Kansas has not experienced any child deaths this year, related to children being left in hot cars. However this week, emergency workers have responded to children left unattended in vehicles.

“The worst thing any parent or caregiver can do is think that this could never happen to them or that they are not capable of inadvertently leaving their child behind," says Janette Fennell, founder and president of KidsAndCars.org, the leading national nonprofit child safety organization working to prevent injuries and deaths of children in and around vehicles.

"This can and does happen to the most loving, responsible and attentive parents," she added. Since the group began tracking data, at least 719 children have died from heatstroke inside vehicles. Last year was one of the worst years in history with a total of 44 children deaths. "We need everyone to understand that these tragedies are not only predictable, they are also very preventable," she said.

Safety Tips from KidsAndCars.org

Never leave children alone in or around cars; not even for a minute.

Get in the habit of always opening the back door of your vehicle every time you reach your destination to make sure no child has been left behind. This will soon become a habit. We call this the “Look Before You Lock” campaign.

Put something you'll need like your cell phone, handbag, employee ID or brief case, etc., on the floor board in the back seat.
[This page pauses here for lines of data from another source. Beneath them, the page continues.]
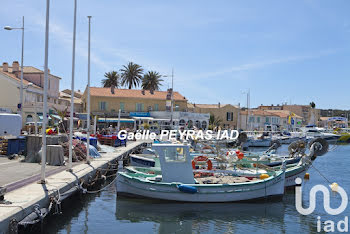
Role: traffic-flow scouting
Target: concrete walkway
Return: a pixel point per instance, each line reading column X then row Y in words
column 24, row 198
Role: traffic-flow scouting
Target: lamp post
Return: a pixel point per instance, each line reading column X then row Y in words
column 172, row 96
column 43, row 154
column 88, row 100
column 71, row 123
column 21, row 87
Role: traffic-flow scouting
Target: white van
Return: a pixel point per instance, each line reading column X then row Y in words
column 10, row 124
Keep a large stuffed animal in the child's car seat. When the child is placed in the car seat, put the stuffed animal in the front passenger seat. It's a visual reminder that anytime the stuffed animal is up front you know the child is in the back seat in a child safety seat.

Make arrangements with your childcare provider that if your child does not show up as scheduled, they will contact you immediately to ensure your child is safe.  In turn, you will agree to always call the childcare provider if your child will not be there on a particular day as scheduled.

Ensure children do not have access to an unattended vehicle.  Keep vehicles locked at all times, even in driveways or garages. Ask home visitors, child care providers and neighbors to do the same.  

Keep car keys and remote openers out of reach of children.

If a child goes missing, immediately check the inside and trunks of all vehicles in the area very carefully, even if they are locked, a child may lock the doors after entering a vehicle on their own.  

Make sure all child passengers have left the vehicle after it is parked.

If you see a child alone in a vehicle, get involved. If they are hot or seem sick, get them out as quickly as possible.

Call 911 or your local emergency number immediately.

Be especially careful about keeping children safe in and around cars during busy times, schedule changes and periods of crisis or holidays.